いくら人気でも市場に溢れていると査定額が下がることも
クルマを処分する際に「新車が売れている人気車だから高い査定を期待していたのにそうでもなかった」、「不人気車かと思ったのに、意外と高く査定してくれた」という正反対な結果は珍しい話ではない。
この違いが何かといえば、ズバリ野菜や鮮魚といった生鮮食料品のセリと同様の需要と供給のバランス。「メーカーが定価を決められる新車と異なり、中古車の値段はお客が買う値段になる」ということに尽きる。具体的な理由を挙げていこう。

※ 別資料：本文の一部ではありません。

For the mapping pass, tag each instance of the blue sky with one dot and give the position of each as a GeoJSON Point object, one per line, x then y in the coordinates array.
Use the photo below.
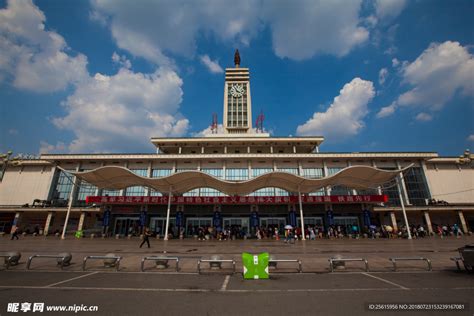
{"type": "Point", "coordinates": [105, 76]}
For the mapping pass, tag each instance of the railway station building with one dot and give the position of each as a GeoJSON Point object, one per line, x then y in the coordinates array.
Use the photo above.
{"type": "Point", "coordinates": [241, 177]}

人気車だから高額査定を期待していたのにそうでもなかったケース
1)中古車の流通が多いクルマ
トヨタ・アクアのようなクルマが該当するが、新車が売れているクルマはレンタカーとして短期的に使われていたものも中古車市場に流通するといった事情もあり、中古車もタマ数が豊富。そういったクルマだと中古車に対する供給が需要を上まわり、思ったより査定や中古車価格が安いということも起きやすい。
2)排気量が大きい(3リッター以上のクルマ)
トヨタ・アルファード&ヴェルファイア、日産エルグランドのようなクルマがわかりやすいが、例に挙げたラージミニバンだと純エンジン車はガソリンの2.5リッター級と3.5リッター級ということがある。後者だと実際には街乗りでなければパワーに余裕があるため燃費が悪くないことも多いのだが、それでも燃費が悪そうというイメージや自動車税の高さにより、新車・中古車ともにあまり人気がない。
そのためアルファード&ヴェルファイアのような人気車でも新車で買ったときには高かったのに、処分するときの査定は「新車価格の安い2.5リッター級ガソリン車と変わらなかった」ということはよくある。同じような話は、V8エンジンのような排気量の大きいエンジンを搭載したビッグセダンにも該当する。
3)登録済中古車が多すぎる
これは1にも関連し、メジャーな輸入車がいい例だ。メジャーなクルマの場合には日本車であれば工場の稼働などを維持するため、そして輸入車であればインポーターと本国との契約により決まった台数が必ず生産されたり輸入されることが多い。
その決まった数が需要を上まわった場合には新車を大幅に値引きするのだが、それでも売れなかったクルマは販売目標達成の際にメーカーやインポーターからもらえるインセンティブをいただくために、ディーラー自社で登録して売れたことにして、のちに登録済中古車として販売される。そういったクルマは走行距離1000km以下なのに最低でも新車よりザッと2割は安いため、結果普通に使った中古車の価格や査定がドンドン下落するということに陥りやすい。
新車が売れてなくても中古車では需要高なクルマも
査定が高いクルマの特徴
査定が高いクルマは中古車に人気がある、つまりポルシェの各車のように需要の割に数が少ないということになる。
1)輸出需要があるクルマ
SUVや生産から25年以上が経ち、右ハンドルでもアメリカに輸出できるようなクルマだと海外での需要があり、不人気車でも意外に査定が高いことは多々ある。
2)スポーツ系のクルマ
スポーツ系のクルマであればスポーツ系自体の台数が多くないだけに、不人気車でも極端に査定が安いということは少ない。
3)新車が売れなかった割に需要が多いクルマ
アウトランダーPHEVがいい例だが、このクルマは万能で、乗るたびに「素晴らしいクルマだなあ」と感じるのだが、三菱自動車の燃費不正騒動に巻き込まれたせいもありあまり売れていない。というクルマなので「中古車なら安いかも」と考える目ざとい人も少なくなく、中古車の需要が増え、結果的にそれほど流通が多くない中古車が意外に高いということが起きる。
4)マニアックなクルマ
例としてはカローラセダンのMTなど、確かに新車では希少なだけに査定も安いと思いきや、ATが苦手な高齢者層のようなピンポイントでも需要があれば、供給が少ないだけに査定が意外に高いことがある。
クルマは資産でもあるだけにリセールバリューは重要な要素なので、「リセールバリューばかりを重視して、乗りたいクルマに乗れない」というも本末転倒にせよ、クルマを選ぶ際にこのあたりのことも少し頭に置くといいだろう。また中古車を買う際には、前半で紹介したようなクルマを選ぶと使ったお金の割にいいクルマ、面白いクルマに乗れるということにつながり、こういったクルマは中古車で買う旨みが大きいと言える。